Described by the Belfast Evening Telegraph as a "world-famed rifle shot", Braithwaite acquired the nickname "Bullseye Braithwaite". He represented Ireland in the Elcho Shield competition at Bisley for 20 years and won the Albert Jewel, the Wimbledon Cup, the Duke of Cambridge's and the Secretary of State trophies.

He was a freemason, and orangeman and founded the Orange Widows' Fund.

He was a member of the Belfast Natural History and Philosophical Society, which became the Belfast Municipal Museum and Art Gallery, now known as the Ulster Museum, and in 1906 he made a large donation of paintings to the institution. He also encouraged the Philosophical Society to donate their own collection to the museum.

Among the paintings Braithwaite donated to the museum were Winter and Spring (both 1633) by Pieter Breughel the Younger. They would originally have been part of a set of the Four Seasons.
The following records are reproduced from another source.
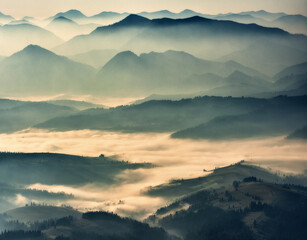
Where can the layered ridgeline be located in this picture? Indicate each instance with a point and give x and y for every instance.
(201, 117)
(197, 35)
(172, 72)
(19, 115)
(37, 71)
(14, 37)
(55, 169)
(291, 23)
(281, 116)
(67, 28)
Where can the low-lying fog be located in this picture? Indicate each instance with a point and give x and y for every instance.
(174, 158)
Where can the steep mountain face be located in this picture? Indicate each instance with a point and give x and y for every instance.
(197, 35)
(169, 72)
(14, 37)
(35, 70)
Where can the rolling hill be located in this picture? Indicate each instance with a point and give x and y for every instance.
(61, 169)
(35, 70)
(170, 72)
(173, 115)
(18, 115)
(14, 37)
(280, 117)
(140, 34)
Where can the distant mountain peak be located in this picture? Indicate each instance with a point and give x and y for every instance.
(73, 13)
(238, 75)
(187, 11)
(125, 54)
(134, 19)
(33, 50)
(2, 15)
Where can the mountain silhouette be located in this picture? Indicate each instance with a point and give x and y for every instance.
(17, 36)
(71, 14)
(38, 70)
(141, 34)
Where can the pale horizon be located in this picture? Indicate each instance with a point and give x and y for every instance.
(38, 9)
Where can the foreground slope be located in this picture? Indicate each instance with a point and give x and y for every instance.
(35, 70)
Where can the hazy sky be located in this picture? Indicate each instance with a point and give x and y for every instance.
(44, 8)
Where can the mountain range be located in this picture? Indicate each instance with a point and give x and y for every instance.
(35, 70)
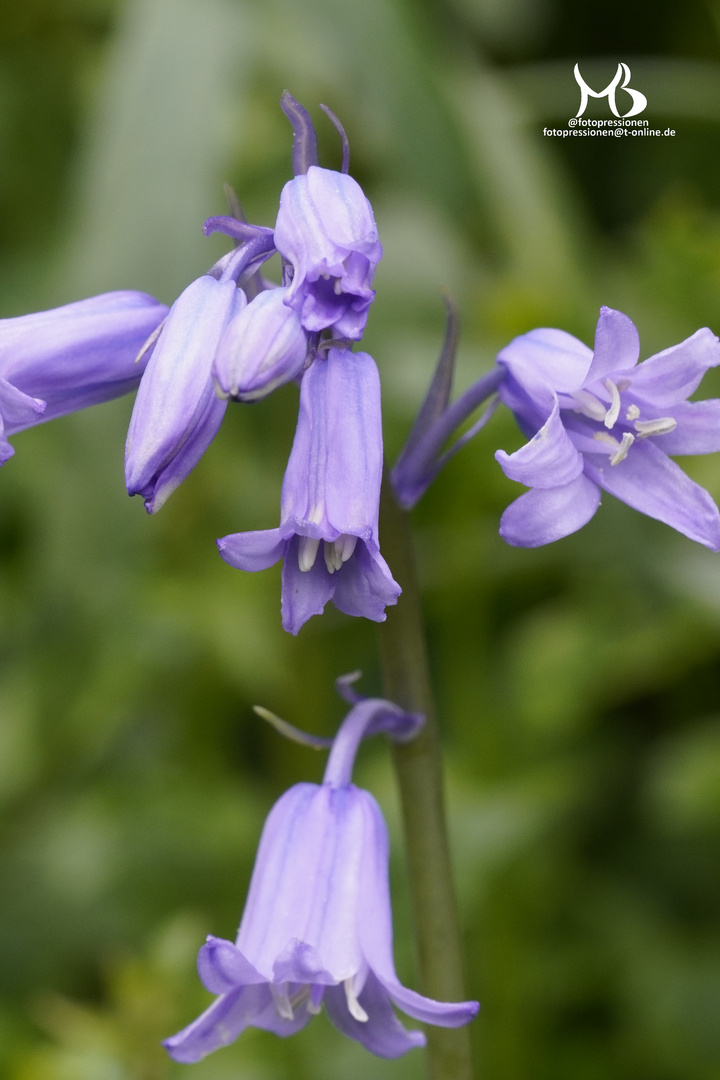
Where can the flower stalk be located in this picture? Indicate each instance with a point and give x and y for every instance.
(419, 769)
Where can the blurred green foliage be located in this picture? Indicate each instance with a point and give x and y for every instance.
(579, 685)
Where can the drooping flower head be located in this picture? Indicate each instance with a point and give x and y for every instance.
(326, 232)
(598, 420)
(316, 931)
(59, 361)
(327, 235)
(177, 412)
(328, 531)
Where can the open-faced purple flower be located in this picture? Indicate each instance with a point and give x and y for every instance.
(596, 420)
(328, 530)
(261, 348)
(316, 930)
(326, 232)
(59, 361)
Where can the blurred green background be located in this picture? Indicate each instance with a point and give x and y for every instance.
(579, 685)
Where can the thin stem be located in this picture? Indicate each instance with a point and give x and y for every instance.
(419, 769)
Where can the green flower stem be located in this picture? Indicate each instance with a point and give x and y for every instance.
(419, 769)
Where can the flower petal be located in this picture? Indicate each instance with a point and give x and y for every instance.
(177, 413)
(673, 375)
(382, 1034)
(650, 482)
(616, 345)
(548, 460)
(558, 359)
(304, 593)
(222, 968)
(364, 585)
(228, 1017)
(331, 484)
(253, 551)
(261, 348)
(543, 515)
(300, 962)
(377, 931)
(304, 887)
(79, 354)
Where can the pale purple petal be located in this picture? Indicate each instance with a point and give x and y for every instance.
(673, 375)
(79, 354)
(300, 962)
(306, 881)
(616, 346)
(546, 514)
(326, 231)
(364, 585)
(652, 483)
(304, 593)
(253, 551)
(382, 1034)
(377, 931)
(548, 460)
(554, 356)
(697, 430)
(222, 968)
(261, 348)
(228, 1017)
(177, 413)
(333, 480)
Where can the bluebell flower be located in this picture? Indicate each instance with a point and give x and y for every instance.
(316, 931)
(328, 531)
(599, 421)
(177, 412)
(261, 348)
(326, 233)
(59, 361)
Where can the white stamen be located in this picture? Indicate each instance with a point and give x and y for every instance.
(624, 447)
(660, 427)
(282, 1001)
(349, 544)
(588, 405)
(307, 552)
(613, 412)
(333, 561)
(354, 1007)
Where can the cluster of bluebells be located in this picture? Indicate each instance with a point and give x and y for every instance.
(233, 335)
(316, 930)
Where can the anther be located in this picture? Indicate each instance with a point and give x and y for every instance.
(333, 559)
(621, 454)
(354, 1007)
(307, 552)
(349, 544)
(613, 412)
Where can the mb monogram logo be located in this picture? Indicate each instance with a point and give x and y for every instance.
(620, 80)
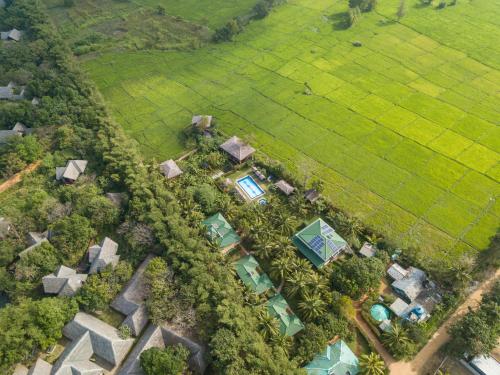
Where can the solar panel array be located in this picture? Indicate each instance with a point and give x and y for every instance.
(335, 248)
(326, 229)
(316, 244)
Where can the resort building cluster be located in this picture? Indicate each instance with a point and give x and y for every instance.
(97, 348)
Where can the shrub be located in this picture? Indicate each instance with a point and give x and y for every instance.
(169, 361)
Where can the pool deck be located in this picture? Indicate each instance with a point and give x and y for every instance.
(248, 172)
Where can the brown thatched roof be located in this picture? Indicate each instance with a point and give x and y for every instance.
(170, 169)
(285, 187)
(238, 149)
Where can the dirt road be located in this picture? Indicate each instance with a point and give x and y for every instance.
(18, 176)
(417, 366)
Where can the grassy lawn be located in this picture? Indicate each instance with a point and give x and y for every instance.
(403, 130)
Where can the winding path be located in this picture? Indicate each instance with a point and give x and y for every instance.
(418, 364)
(18, 176)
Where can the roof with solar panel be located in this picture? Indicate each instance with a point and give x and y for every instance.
(319, 242)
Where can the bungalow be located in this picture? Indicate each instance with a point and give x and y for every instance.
(385, 325)
(102, 255)
(118, 199)
(249, 271)
(368, 250)
(161, 337)
(319, 243)
(35, 239)
(407, 283)
(13, 34)
(311, 195)
(238, 150)
(220, 232)
(11, 92)
(95, 348)
(131, 301)
(170, 169)
(65, 282)
(202, 122)
(70, 173)
(5, 228)
(396, 272)
(337, 359)
(285, 187)
(289, 323)
(399, 307)
(413, 312)
(19, 130)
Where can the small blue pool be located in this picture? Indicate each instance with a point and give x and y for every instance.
(380, 312)
(250, 187)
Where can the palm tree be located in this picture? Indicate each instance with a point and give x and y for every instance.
(371, 364)
(373, 238)
(297, 282)
(349, 227)
(268, 325)
(312, 305)
(285, 222)
(280, 269)
(301, 264)
(396, 339)
(282, 342)
(316, 282)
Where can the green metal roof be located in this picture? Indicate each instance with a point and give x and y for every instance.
(337, 359)
(220, 232)
(290, 324)
(319, 242)
(252, 277)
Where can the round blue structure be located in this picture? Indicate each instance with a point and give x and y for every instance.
(380, 312)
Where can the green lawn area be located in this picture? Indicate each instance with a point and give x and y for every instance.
(403, 130)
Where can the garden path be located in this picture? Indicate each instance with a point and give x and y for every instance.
(18, 176)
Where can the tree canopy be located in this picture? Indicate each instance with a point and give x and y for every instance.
(169, 361)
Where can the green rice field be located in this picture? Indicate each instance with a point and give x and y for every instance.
(403, 130)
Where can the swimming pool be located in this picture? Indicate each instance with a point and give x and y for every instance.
(380, 312)
(250, 187)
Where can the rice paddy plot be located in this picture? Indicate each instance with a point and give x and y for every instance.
(404, 130)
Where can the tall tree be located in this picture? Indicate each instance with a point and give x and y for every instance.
(268, 325)
(371, 364)
(398, 342)
(312, 305)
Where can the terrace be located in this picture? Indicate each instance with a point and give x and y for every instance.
(319, 243)
(220, 232)
(251, 274)
(290, 324)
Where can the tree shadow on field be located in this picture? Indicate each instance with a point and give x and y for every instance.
(340, 21)
(386, 22)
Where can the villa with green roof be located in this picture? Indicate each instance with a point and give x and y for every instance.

After poorly carried out repairs in the 1960s the original attribution to Breughel the Younger fell into doubt and was not restored until after the paintings were cleaned for the BBC Four television series Britain's Lost Masterpieces.

Described as "retiring", the only public office that Braithwaite held was on the board of the Belfast City and District Water Commissioners.

==Death==
Braithwaite died at his home of Botanic Avenue, Belfast, on 22 January 1918.